The IR Mapper “consolidates reports of insecticide resistance in malaria vectors onto filterable maps to inform vector control strategies.” Collected through the cooperative efforts of Kenya Medical Research Institute (KEMRI) and the US Centers for Disease Control and Prevention (CDC), the information was brought together by Vestergaard Frandsen, a Swiss company. Lastly, the design for the interactive map came from ESRI Eastern Africa.
Today, insecticide plays a valuable role in the prevention of malaria. Spraying a house with insecticide ensures mosquito prevention within homes lasting from 3-6 months. Similarly, insecticide-treated bed nets are extremely valuable and, as the CDC found, these bed nets reduced deaths of children under 5 from all causes by roughly 20 percent.

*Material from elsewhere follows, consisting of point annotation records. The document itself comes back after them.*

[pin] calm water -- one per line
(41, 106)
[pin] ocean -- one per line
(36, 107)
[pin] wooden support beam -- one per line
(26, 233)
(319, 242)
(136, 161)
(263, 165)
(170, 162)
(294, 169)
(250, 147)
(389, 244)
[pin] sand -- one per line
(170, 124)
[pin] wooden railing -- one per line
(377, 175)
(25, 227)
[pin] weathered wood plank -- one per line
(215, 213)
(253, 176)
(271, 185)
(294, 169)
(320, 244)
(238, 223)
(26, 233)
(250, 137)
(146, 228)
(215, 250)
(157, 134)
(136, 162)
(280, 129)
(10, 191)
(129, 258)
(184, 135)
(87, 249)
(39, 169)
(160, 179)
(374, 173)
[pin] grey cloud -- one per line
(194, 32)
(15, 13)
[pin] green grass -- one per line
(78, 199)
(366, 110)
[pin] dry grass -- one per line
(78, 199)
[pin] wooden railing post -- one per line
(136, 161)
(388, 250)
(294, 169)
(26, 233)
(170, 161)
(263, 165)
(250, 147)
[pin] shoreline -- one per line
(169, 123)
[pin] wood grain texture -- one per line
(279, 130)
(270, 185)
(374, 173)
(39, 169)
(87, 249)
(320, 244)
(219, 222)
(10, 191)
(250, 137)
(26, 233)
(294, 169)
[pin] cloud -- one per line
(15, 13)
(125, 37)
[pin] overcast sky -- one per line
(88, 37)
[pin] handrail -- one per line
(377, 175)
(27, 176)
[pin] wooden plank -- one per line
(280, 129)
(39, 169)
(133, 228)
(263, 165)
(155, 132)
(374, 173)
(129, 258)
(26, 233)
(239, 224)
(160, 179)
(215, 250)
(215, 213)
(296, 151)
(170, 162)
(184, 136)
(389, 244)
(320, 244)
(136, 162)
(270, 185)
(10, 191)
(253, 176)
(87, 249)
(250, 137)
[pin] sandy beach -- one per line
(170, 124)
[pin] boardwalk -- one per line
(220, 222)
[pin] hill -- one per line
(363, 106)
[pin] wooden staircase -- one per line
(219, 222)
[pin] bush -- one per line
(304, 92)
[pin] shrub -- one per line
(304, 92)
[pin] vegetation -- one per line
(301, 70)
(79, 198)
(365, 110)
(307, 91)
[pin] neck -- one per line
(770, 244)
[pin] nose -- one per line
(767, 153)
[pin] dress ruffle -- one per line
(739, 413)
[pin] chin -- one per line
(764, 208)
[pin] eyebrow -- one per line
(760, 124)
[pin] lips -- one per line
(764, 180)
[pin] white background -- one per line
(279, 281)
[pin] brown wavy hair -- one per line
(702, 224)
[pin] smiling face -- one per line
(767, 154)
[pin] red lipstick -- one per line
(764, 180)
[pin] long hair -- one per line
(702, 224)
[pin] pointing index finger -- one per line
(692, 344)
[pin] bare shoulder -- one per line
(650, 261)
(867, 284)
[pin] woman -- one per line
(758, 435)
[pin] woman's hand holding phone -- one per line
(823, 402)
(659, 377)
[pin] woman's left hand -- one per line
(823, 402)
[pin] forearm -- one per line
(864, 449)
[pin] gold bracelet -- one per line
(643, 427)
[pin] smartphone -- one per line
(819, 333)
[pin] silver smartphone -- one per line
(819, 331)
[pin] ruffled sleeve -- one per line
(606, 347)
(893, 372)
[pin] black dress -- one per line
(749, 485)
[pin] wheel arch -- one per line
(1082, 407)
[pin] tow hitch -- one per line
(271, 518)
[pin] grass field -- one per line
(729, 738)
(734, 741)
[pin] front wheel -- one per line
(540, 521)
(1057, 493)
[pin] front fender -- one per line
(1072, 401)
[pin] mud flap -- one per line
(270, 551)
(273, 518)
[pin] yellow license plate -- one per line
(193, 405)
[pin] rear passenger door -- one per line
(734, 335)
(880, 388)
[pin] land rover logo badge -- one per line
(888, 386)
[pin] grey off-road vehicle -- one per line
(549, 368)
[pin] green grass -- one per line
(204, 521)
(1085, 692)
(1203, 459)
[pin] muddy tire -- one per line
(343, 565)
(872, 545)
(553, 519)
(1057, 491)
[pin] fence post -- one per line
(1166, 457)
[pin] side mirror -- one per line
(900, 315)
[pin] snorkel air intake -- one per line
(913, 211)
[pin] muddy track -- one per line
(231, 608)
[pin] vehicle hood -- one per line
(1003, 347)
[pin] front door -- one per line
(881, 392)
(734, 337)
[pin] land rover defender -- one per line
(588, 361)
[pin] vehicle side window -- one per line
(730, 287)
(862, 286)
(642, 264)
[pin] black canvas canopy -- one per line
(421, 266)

Yet, the successes of insecticide are in danger if insecticide resistance is not combated. IR has been found in two-thirds of malaria prevalent countries. This large percentage of countries hindered by IR displays the importance of the IR Mapper.
Estimated that 26 million more new malaria cases might occur if the action doesn’t occur against IR, this interactive map will provide the needed knowledge to health-care workers on the ground.
These IR Maps provide a new means of knowing where insecticide is facing confrontation with IR strains of malaria. This new map of information allows users to “guide the deployment of insecticidal tools to ensure the right tool is used in the right place at the right time,” according to IR Mapper’s homepage.
With maps that are armed with data spanning 1954 to present with detailed information on the current susceptibility situation with the mapped pinpoint.
To gain the information necessary to fill the maps the team acquired data from scientific articles and reports and from the IR focused database IRBase.
With this information public, more policies will be constructed with better knowledge and more research will be widespread to excel the deterrence of malaria.